Nothing
# Neighbr
#
# Copyright (c) 2017-2020, Software AG, Darmstadt, Germany and/or Software AG
# USA Inc., Reston, VA, USA, and/or its subsidiaries and/or its affiliates
# and/or their licensors.
#
# This file is part of the Neighbr package for R.
#
# The Neighbr package is free software: you can redistribute it and/or
# modify it under the terms of the GNU General Public License as
# published by the Free Software Foundation, either version 2 of
# the License, or (at your option) any later version.
#
# The Neighbr package is distributed in the hope that it will be useful,
# but WITHOUT ANY WARRANTY; without even the implied warranty of
# MERCHANTABILITY or FITNESS FOR A PARTICULAR PURPOSE. Please see the
# GNU General Public License for details (http://www.gnu.org/licenses/).

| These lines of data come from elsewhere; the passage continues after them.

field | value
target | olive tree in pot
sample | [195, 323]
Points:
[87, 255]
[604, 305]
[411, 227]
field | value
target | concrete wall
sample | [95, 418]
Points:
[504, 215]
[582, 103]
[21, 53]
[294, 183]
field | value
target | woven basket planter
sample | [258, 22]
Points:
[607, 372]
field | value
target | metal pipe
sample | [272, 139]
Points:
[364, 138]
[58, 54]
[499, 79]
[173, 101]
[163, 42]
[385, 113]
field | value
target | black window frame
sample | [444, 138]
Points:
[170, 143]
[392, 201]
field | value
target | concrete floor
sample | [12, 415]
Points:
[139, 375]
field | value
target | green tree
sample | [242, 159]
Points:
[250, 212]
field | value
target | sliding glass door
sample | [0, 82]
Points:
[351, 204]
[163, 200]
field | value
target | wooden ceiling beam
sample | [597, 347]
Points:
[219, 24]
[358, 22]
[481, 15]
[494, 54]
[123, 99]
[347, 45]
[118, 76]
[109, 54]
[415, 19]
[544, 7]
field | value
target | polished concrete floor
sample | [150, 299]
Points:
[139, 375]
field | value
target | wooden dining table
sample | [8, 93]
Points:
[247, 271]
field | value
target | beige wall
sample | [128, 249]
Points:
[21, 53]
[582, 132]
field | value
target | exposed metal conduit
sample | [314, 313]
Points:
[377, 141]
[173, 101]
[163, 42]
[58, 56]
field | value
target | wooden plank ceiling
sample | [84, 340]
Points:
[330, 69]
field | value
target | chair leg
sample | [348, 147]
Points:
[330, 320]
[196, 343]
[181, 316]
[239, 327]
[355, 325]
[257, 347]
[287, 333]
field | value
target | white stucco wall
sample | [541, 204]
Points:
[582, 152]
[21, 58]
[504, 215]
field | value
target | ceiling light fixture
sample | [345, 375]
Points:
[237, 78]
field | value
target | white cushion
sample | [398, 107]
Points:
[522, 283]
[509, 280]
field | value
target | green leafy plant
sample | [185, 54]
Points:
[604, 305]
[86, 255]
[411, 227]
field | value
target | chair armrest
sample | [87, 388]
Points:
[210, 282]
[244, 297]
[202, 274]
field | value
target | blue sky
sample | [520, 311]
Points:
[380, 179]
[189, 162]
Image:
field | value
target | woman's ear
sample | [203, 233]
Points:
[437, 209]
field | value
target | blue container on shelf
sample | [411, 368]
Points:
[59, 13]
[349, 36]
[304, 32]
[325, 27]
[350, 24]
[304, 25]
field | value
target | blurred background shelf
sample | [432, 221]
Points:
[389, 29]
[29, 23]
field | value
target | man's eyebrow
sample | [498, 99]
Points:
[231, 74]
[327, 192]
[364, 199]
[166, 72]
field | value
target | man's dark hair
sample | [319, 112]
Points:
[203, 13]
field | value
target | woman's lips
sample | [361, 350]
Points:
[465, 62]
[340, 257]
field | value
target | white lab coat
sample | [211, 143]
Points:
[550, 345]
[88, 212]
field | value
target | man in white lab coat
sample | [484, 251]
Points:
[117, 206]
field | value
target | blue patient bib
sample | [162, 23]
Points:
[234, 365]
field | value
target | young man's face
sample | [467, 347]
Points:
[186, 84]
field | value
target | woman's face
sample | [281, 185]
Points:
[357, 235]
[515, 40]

######################################################################################
#' Classification, regression, and clustering with k nearest neighbors.
#'
#' @param train_set Data frame containing the training instances, with features
#' and any targets and IDs.
#' @param test_set Data frame containing the test instances, with feature
#' columns only.
#' @param k Number of nearest neighbors.
#' @param categorical_target Categorical target variable.
#' @param continuous_target Continuous target variable.
#' @param comparison_measure Distance or similarity measure.
#' @param categorical_scoring_method Categorical scoring method.
#' @param continuous_scoring_method Continuous scoring method.
#' @param return_ranked_neighbors Number of ranked neighbors to return. A 0
#' indicates no ranked neighbors. Must not exceed k.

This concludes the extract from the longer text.